Elisa Zonaro’nun fotoğraf sergisini dolaşırken, kendi kendime hayıflandım. “Neden bizim de köydeki hayatımızdan, örneğin babaannemden bir fotoğraf yok” diye söylendim.
Fausto Zanaro’yu biliyoruz. “Elisa Zonaro nereden çıktı?” diyenlere önerimiz, Zeytinburnu Belediyesi Kazıçeşme Sanat'taki sergiyi gezmeleri. 130 yıl önce İstanbul’un fotoğraflarını çekmiş profesyonel bir kadın fotoğraf sanatçısı ve Fausto Zonaro’nun 1863 doğumlu eşi. Elisa, Ressam Fausto’nun tanınmasında ve eserlerini üretmesinde önemli bir rol oynamış. Daha da ötesi Elisa, eşi Fausto’nun İstanbul’a taşınmasına öncülük etmiş. 1890 yılında geldiği İstanbul’da iki ay içinde uygun bir ev bularak ailenin bu büyülü kente yerleşmesini sağlamış. Fotoğraflarını eşi Fausto’nun resim yapabilmesi için çekiyordu. İstanbul’un gündelik hayatını, cazibesini, zenginliğini ve yoksulluğunu, savaştan savaşa koşan bir ordunun İstanbul’daki ruh halini yansıtan fotoğraflar onun kamerasında ölümsüzleşmişti.

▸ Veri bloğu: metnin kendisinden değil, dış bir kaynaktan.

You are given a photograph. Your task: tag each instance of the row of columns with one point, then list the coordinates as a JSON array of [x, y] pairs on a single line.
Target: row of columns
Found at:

Zonaro’nun tabloları sarayın ilgisini çekti. Zonaro, II. Abdülhamit tarafından Saray ressamlığına getirildi, maaşa bağlandı, kendisine Akaretler’deki 50 kapı numaralı bir ev ve bir atölye verildi. Bu arada Elisa da çektiği fotoğraflarla ünlendi. 1893 yılında Paris’e giderek, fotoğrafçılık dersi alıp profesyonel fotoğrafçılığa başladı. Resimlerini çektirmek isteyen zenginlerin kapısında sıraya girdiği bir sanatçıya dönüştü.
Önceki gün Elisa’nın fotoğraflardan bir bölümünün sergilendiği Zeytinburnu’ndaydık. Galerinin tarihi dokusuyla uyum içindeki fotoğraflar ziyaretçilere İstanbul’un tarihini yaşatıyor.
Fausto Zonaro’nun, Sadrazam İbrahim Hakkı Paşa ile birlikte Dolmabahçe Sarayı’nda padişahın kabulü öncesinde beklerken çektiği fotoğraftaki ışık düzeni bir ustalığı yansıtıyor. Padişahın kabulü öncesi, bekleme yeri, hafif loş ve karanlık tutulurdu. Ardından padişahın makamına girildiğinde odanın ışığı bekleyenin gözünü alırdı. Bu şekilde bir psikolojik üstünlük yaratılırdı.
Fotoğrafların bütününde bir objektifin bir kadının elinde olduğunu hemen hissediyorsunuz. O günlerde, gözlerden ırak, yaşayan İstanbullu kadınların, gündelik hayat içinde fotoğraflarına pek rastlanmaz. Elisa’nın bu engeli aştığını görüyoruz. Zaman zaman eliyle yüzünü kapatarak, utangaç şekilde poz veren İstanbullu kadınlar, Elisa’nın kamerasından, günümüze bakıyor. Çarpıcı fotoğraflardan biri de Enver Paşa’nın, babasının ve oğlunun fotoğrafı. Elisa’nın bakışındaki derinliği, ulaşılması zor bir yeteneği gösteriyor.
Ancak hikaye başladığı gibi bitmedi. 1909 yılında II. Abdülhamit’i deviren İttihatçılar, Zonaro’yu “saray ressamlığı”ndan attılar, maaşını kestiler ve tahsis edilen evi aldılar. O da ailesiyle birlikte Türkiye’yi terk etti.
1890’ların İstanbul’unu merak ediyorsanız, “Elisa Zonaro’nun İstanbul’u” sergisini ziyaret etmenizi öneririm. Bir kadın fotoğrafçının eserlerinin halkla buluşmasına katkıda bulunanlar: Zeytinburnu Belediye Başkanı Ömer Arısoy, torun Cesare Mario Trevigne, Ömer Faruk Şerefoğlu ve Alev Berberoğlu. Özellikle Cesare Mario Trevigne, büyükbabasının sanatsal mirasının korunması ve tanıtılmasında önemli rol oynadı. Trevigne, Zonaro’nun eserlerinin doğrulanması ve belgelenmesi konusunda uzmanlaşarak, sanat dünyasında Zonaro’nun hatırlanmasına katkıda bulundu.